The Services PMI was barely above 50 in August (below 50 is contraction).
But it has stayed above 50 since May 2014.
That is a good signal since it was continuously below 50 between July 2013-April 2014.
The Manufacturing PMI has stayed positive for the past 10 months since November 2013.
These inconsistencies gel with the Index of Industrial Production, which showed uneven and modest expansion across segments between April-June.
The next major domestic trigger could be some action on the disinvestment front but domestic investor sentiment is also mixed. Retail sentiment is good.
It translated into strong net inflows to equity mutual funds, which bought net Rs 6,000 crore (Rs 60 billion) of equity in August.
But domestic institutional sentiment has gone off the boil in September.
After being net buyers in August, domestic institutional investors have been net sellers in the first week of September.
Among other things, the endgame in Kingfisher, developments in Coalgate and generic issues with the quality of bank assets have led to caution.
This may not matter if the foreign institutional investors increase their commitments as they show signs of doing so.
FIIs bought more in the first week of September than they did in the whole of August.
This bullishness could continue.
The US, UK and emerging markets have all hit recent highs on the expectation that cheap money will continue to slosh through the global system.
The European Central Bank has cut policy rates and announced that it will be doing its own version of quantitative easing.
Balance sheet expansion by the ECB should keep the pot bubbling. Coupled to that, lower than expected US payroll expansion has made the easy-money traders even happier.
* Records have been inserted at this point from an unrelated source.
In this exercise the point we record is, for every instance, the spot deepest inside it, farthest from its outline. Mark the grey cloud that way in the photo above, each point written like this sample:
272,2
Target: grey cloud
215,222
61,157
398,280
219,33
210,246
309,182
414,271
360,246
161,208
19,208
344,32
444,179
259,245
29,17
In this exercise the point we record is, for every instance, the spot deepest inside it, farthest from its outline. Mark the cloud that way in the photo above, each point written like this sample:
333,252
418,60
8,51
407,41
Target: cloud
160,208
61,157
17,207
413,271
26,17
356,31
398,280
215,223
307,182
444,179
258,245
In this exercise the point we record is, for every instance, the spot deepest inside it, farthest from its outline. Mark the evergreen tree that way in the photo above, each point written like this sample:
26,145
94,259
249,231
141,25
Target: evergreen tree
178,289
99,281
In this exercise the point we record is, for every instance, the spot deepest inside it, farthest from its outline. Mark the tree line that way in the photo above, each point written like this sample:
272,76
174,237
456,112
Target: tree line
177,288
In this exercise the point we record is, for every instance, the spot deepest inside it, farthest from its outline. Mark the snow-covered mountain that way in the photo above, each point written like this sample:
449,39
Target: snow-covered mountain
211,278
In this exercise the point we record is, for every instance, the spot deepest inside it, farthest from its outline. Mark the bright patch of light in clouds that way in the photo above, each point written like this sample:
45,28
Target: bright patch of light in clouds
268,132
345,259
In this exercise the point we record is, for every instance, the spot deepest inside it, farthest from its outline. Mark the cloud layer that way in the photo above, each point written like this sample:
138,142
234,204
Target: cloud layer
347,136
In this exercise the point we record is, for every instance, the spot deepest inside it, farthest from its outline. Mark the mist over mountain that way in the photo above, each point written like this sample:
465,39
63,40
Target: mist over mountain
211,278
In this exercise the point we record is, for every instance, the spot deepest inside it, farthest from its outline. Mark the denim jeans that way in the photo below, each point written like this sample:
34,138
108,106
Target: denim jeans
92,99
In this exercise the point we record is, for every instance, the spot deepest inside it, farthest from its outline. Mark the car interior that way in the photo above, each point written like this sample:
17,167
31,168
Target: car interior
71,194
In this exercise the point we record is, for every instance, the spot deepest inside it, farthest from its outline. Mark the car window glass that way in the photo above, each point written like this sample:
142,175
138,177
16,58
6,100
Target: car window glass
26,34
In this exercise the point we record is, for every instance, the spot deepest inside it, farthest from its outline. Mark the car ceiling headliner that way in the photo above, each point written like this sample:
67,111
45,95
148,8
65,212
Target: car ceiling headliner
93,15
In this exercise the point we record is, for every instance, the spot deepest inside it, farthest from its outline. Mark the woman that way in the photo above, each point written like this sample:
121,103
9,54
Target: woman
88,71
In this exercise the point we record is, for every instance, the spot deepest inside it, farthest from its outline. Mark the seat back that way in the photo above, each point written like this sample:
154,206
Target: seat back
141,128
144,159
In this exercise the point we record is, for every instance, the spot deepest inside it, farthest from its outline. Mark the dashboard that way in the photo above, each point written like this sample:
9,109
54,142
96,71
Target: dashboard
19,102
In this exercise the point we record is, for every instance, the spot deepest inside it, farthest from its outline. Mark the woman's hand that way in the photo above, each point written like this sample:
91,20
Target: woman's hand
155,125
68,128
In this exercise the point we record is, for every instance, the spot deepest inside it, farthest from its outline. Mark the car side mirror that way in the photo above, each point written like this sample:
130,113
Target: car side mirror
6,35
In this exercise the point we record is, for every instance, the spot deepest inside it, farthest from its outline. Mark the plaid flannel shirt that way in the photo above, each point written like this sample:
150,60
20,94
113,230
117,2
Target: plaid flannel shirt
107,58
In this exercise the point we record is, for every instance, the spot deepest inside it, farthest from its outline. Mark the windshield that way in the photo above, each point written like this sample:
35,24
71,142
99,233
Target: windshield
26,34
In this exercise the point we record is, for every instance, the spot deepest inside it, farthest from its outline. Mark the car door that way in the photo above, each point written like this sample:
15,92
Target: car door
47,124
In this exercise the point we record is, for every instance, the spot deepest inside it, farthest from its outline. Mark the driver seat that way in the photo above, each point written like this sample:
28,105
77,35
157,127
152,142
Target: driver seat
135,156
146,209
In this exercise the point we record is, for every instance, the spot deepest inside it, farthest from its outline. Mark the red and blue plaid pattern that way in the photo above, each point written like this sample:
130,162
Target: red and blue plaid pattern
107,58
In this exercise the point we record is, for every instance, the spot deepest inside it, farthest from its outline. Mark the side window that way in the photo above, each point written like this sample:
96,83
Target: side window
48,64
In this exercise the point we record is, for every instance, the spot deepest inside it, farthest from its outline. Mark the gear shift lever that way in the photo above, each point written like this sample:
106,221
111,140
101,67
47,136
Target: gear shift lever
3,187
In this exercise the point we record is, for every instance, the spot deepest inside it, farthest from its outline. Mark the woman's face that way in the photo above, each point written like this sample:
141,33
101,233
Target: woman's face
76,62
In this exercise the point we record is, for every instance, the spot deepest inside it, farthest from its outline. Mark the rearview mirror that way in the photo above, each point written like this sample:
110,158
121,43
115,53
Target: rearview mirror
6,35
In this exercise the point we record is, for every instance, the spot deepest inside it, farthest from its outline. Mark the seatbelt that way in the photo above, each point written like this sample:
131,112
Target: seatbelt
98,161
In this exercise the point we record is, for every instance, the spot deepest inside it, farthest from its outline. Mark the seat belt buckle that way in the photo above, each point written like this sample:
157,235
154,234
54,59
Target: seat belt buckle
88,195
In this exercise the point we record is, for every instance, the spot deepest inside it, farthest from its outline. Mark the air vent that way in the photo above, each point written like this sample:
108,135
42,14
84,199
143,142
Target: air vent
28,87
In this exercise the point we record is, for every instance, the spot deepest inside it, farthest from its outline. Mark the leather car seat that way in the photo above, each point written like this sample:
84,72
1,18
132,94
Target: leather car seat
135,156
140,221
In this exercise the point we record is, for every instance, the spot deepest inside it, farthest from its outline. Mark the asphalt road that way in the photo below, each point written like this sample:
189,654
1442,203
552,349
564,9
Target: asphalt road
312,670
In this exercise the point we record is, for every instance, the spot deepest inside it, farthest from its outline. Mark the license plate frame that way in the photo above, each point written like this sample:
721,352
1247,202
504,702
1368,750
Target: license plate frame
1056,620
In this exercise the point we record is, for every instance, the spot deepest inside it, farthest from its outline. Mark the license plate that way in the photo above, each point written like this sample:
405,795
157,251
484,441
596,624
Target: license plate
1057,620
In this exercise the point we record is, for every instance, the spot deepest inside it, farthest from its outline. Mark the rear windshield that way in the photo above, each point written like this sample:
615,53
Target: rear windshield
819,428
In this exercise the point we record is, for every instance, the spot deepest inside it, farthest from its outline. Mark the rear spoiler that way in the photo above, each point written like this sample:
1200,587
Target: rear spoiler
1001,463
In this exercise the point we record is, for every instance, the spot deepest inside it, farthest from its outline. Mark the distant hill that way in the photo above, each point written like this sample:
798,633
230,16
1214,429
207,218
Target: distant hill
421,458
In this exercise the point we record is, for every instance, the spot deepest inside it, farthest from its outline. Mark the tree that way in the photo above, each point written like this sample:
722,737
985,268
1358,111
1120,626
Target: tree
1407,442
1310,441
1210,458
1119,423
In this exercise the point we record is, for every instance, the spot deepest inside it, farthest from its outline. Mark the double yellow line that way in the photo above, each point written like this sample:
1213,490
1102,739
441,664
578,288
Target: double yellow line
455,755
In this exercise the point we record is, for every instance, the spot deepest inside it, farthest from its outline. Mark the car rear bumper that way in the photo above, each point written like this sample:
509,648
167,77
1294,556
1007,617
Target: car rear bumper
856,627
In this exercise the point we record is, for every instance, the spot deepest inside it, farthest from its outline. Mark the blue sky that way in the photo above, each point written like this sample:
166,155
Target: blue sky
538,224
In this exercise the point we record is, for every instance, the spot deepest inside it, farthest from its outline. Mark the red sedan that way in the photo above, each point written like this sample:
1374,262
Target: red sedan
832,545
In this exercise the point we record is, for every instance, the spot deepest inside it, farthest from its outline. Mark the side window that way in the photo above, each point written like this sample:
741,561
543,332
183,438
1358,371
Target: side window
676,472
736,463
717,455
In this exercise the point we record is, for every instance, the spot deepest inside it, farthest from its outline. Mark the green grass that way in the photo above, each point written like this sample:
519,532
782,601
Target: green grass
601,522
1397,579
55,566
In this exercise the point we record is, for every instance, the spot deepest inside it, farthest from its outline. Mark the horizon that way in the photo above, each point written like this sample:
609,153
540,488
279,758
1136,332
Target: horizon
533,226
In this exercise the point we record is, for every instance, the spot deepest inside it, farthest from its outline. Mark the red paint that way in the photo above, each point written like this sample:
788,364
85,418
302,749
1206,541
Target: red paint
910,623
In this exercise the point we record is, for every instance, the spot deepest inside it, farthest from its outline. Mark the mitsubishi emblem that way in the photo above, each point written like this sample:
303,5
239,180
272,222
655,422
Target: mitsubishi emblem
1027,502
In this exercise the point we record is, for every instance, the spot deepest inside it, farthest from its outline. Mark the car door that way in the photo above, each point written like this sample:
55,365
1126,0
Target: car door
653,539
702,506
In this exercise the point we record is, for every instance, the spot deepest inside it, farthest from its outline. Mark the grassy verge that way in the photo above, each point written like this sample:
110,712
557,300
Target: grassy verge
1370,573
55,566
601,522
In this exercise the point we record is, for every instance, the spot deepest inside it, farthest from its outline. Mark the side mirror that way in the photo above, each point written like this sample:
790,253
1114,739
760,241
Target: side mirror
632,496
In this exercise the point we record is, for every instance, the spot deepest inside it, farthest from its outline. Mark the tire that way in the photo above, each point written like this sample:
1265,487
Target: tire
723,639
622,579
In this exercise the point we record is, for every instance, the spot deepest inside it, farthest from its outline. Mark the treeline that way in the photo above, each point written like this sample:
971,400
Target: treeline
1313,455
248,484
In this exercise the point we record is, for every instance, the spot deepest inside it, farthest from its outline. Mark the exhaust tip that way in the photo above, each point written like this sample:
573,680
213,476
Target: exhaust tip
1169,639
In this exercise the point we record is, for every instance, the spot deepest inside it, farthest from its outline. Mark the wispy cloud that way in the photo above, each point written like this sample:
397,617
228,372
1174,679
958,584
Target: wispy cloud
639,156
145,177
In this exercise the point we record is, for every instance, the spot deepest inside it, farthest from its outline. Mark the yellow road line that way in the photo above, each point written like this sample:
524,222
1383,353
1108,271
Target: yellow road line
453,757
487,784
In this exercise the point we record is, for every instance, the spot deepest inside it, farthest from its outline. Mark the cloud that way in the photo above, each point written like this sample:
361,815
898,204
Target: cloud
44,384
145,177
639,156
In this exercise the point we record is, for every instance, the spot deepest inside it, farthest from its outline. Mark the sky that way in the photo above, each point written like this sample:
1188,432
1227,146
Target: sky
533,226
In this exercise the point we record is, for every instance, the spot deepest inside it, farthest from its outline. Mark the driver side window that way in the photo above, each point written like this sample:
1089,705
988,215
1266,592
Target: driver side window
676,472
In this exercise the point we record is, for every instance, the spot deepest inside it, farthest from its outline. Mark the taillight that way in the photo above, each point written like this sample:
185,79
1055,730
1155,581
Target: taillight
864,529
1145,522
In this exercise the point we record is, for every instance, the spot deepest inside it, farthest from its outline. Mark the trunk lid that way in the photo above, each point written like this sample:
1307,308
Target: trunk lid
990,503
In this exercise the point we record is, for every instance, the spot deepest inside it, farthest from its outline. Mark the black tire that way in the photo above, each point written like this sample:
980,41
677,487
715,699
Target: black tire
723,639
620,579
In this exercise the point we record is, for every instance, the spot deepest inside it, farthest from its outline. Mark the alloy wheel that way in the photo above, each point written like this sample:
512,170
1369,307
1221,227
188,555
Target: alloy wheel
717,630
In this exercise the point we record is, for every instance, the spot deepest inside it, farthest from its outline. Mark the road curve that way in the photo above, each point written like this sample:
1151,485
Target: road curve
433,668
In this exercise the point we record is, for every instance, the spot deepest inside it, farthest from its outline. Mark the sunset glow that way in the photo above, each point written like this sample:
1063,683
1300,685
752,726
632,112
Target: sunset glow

The US Federal Reserve will stick to tapering but it may not hike US policy rates for quite a while.
The traders who have gone so bullish, may, of course, be missing the woods for the trees.
The ECB is taking these easy monetary measures out of desperation because euro zone growth has stalled and the European Union may be on the edge of deflation.
The absence of bounce in US employment data is also disturbing since that means the US may not be the global engine of growth in 2014-15.
Hindi-Japani bhai bhai aside, there is no concrete evidence that Abenomics has really worked so far.
The Chinese will be happy to do 7.5 per cent GDP growth in this financial year.
Russia is seeing a spike in inflation as EU sanctions bite.
West Asia continues to be a region of flaming chaos.
So long as sentiment remains good and money is cheap, danger signals across the entire world will be ignored.
As Keynes supposedly said, markets can stay irrational for far longer than any rational investor can stay solvent.
However, if there is a tip-over into pessimism, there could be steep falls across multiple markets as traders take note of the fundamentals.
India is very likely to be a beneficiary of the optimism, so let’s hope it lasts.
The rebound in Indian GDP is certainly expected to continue and get more broad-based in nature.
Among big emerging markets (ex-China), India will probably register the best growth this year.
There will be ample investing opportunities across the corporate sector, and all the more so, if public sector bank balance sheets improve and public sector undertaking disinvestment gets off the ground.
Corporate valuations are starting to look a little rich at a Nifty PE of 21-plus (past four quarters EPS). But a strong earnings performance in Q2 could set that aright.